上面的查询语句按IP分了三个桶,分别是 192.168.1.157、192.168.1.158 和 other_hosts,接着在每个IP桶里又嵌套了3个日志类型的桶,分别是 log_type1、log_type2、other_categories。
圈出来的地方是要根据客户在页面上的选择进行过滤的,需要在 Java 查询代码里动态设置。
由于日志类型的桶在 ElasticSearch 数据库中是没有字段的,因此这里使用了 match 匹配,匹配到某一类的都归那类日志。
第2步:嵌套统计与多字段排序
有了上面的知识,我们再来看实际的代码,无非加了统计数量和排序:
请求
{
"size": 0,
"aggs" : {
"a1" : {
"filters" : {
"other_bucket_key": "other_hosts",
"filters" : {
"192_168_1_157" : { "term" : { "host" : "192.168.1.247" }},
"192_168_1_247" : { "term" : { "host" : "192.168.1.249" }}
}
},
"aggs": {
"doc_count2": { "value_count": { "field": "host" } },
"a2" : {
"filters" : {
"other_bucket_key": "other_categories",
"filters" : {
"log_type1" : { "match_phrase" : { "message" : "type=conn" }},
"log_type2" : { "match_phrase" : { "message" : "type pf" }},
"log_type3" : { "bool": {
"should": [
{ "match_phrase": { "message": "type pf" }},
{ "match_phrase": { "message": "type=conn" }}
]
}
}
}
},
"aggs": {
"doc_count3": { "value_count": { "field": "host" } },
"sales_bucket_sort2": {
"bucket_sort": {
"sort": [
{ "doc_count3": { "order": "asc" } }
]
}
}
}
},
"sales_bucket_sort": {
"bucket_sort": {
"sort": [
{ "doc_count2": { "order": "asc" } }
]
}
}
}
}
}
}
结果
{
"took" : 523,
"timed_out" : false,
"_shards" : {
"total" : 1,
"successful" : 1,
"skipped" : 0,
"failed" : 0
},
"hits" : {
"total" : {
"value" : 2239,
"relation" : "eq"
},
"max_score" : null,
"hits" : [ ]
},
"aggregations" : {
"a1" : {
"buckets" : {
"192_168_1_157" : {
"doc_count" : 4,
"a2" : {
"buckets" : {
"other_categories" : {
"doc_count" : 4,
"doc_count3" : {
"value" : 4
}
}
}
},
"doc_count2" : {
"value" : 4
}
},
"other_hosts" : {
"doc_count" : 8,
"a2" : {
"buckets" : {
"other_categories" : {
"doc_count" : 8,
"doc_count3" : {
"value" : 8
}
}
}
},
"doc_count2" : {
"value" : 8
}
},
"192_168_1_247" : {
"doc_count" : 2227,
"a2" : {
"buckets" : {
"log_type1" : {
"doc_count" : 33,
"doc_count3" : {
"value" : 33
}
},
"other_categories" : {
"doc_count" : 126,
"doc_count3" : {
"value" : 126
}
},
"log_type2" : {
"doc_count" : 2068,
"doc_count3" : {
"value" : 2068
}
},
"log_type3" : {
"doc_count" : 2101,
"doc_count3" : {
"value" : 2101
}
}
}
},
"doc_count2" : {
"value" : 2227
}
}
}
}
}
}
上面的 doc_count2 存储了每个IP桶里有多少条数据, doc_count3 则存储了每个IP桶里的每个日志类型桶里有多少条数据。 另外我在 doc_count2 上进行了 asc 排序,在 doc_count3 也进行了 asc 排序,这和关系数据库里的多字段排序是一个意思,先按 doc_count2 排,再按 doc_count3 排。

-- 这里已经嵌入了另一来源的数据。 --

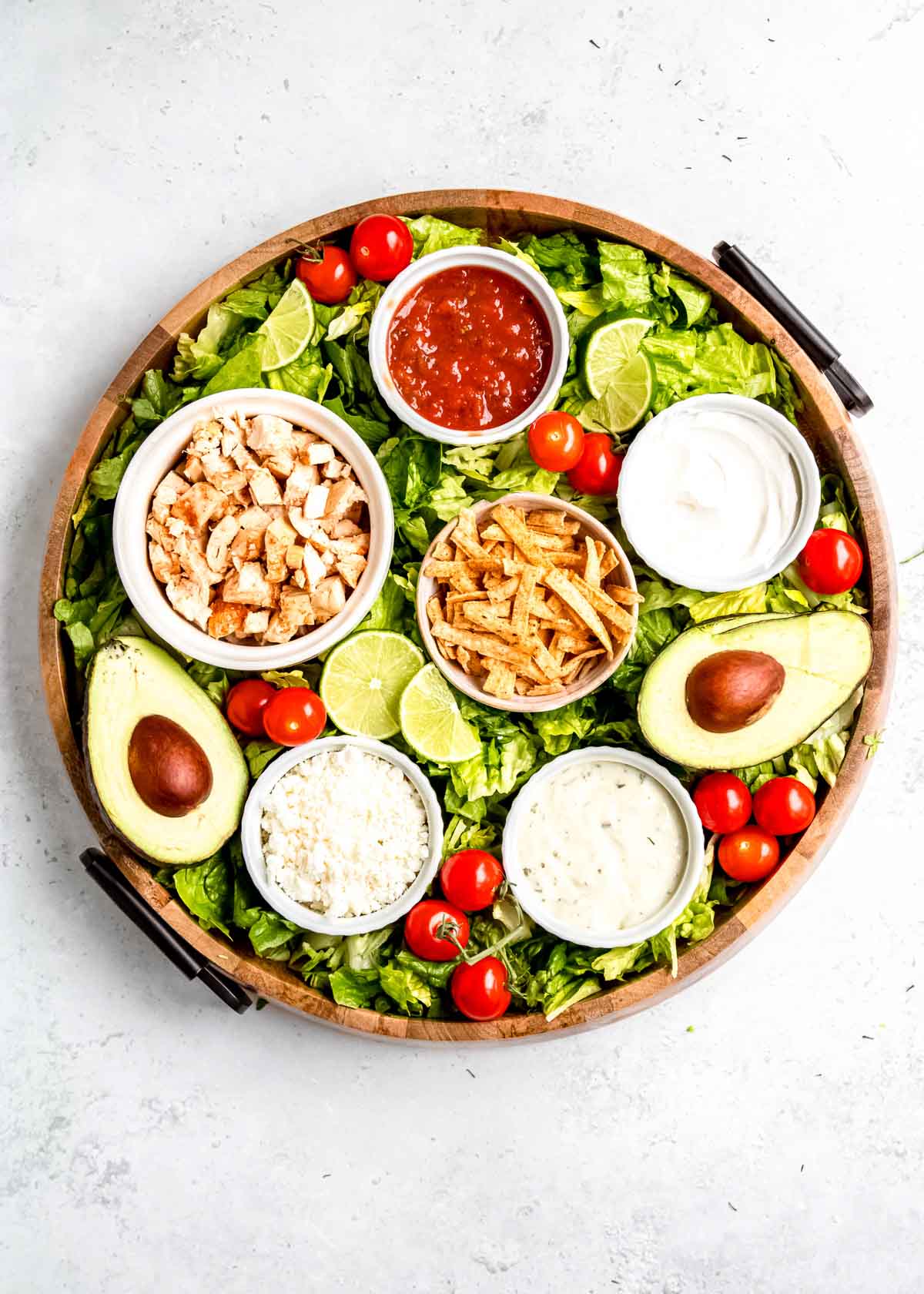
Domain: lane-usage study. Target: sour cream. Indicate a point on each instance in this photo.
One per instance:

FiltersAggregationBuilder 过滤聚合类
上面嵌套分组聚合例子中,原始数据中是没有分组信息的,而是过滤出来的分组信息。在 Java 中这个过滤聚合类对应的是 FiltersAggregationBuilder。
再来看个查询:类型 t-shirt 的平均价格,先根据类型过滤,然后在进行聚合计算。
{
"aggs" : {
"t_shirts" : {
"filter" : { "term": { "type": "t-shirt" } },
"aggs" : {
"avg_price" : { "avg" : { "field" : "price" } }
}
}
}
}
Java Elasticsearch 聚合查询(Aggregation)详解
ElasticSearch Java 客户端与聚合
先按ruleUuid 值构建 buckets,再在 bucket 里嵌套 srcIP 值的 bucket:
GET /_search
{
"size": 0,
"aggs": {
"ruleUuidBuckets": {
"terms": {
"field": "ruleUuid"
},
"aggs": {
"srcIPBuckets": {
"terms": {
"field": "srcIP"
}
}
}
}
}
}
如果要对 ruleUuid、srcIP 进行 distinct 操作,那么上面的聚合方式就够了,结果:

对应的 elasticsearch java 实现:
public Map<String, FilterRuleAggregation> distinctSrcIPGroupByFilterRuleUuid(Collection<String> ruleUuids) {
Map<String, FilterRuleAggregation> ruleAggMap = new LinkedHashMap<>();
List<FieldValue> fieldValues = ruleUuids.stream().map(FieldValue::of).collect(Collectors.toList());
TermsQueryField termsQueryField = TermsQueryField.of(t -> t.value(fieldValues));
Query byRuleUuids = QueryBuilders.terms(t -> t.field("ruleUuid").terms(termsQueryField));
SearchRequest searchRequest = SearchRequest.of(r -> r
.index(ESPolicyLog.INDEX_NAME)
.size(0) //无需返回 resp.hits() 值
.query(byRuleUuids)
.aggregations("ruleUuidBuckets", b -> b
.terms(t -> t.field("ruleUuid"))
.aggregations("srcIPBuckets", s -> s
.terms(t -> t.field("srcIP")))));
try {
SearchResponse<Object> resp = esClient.search(searchRequest, Object.class);
List<StringTermsBucket> ruleUuidBuckets = resp.aggregations().get("ruleUuidBuckets")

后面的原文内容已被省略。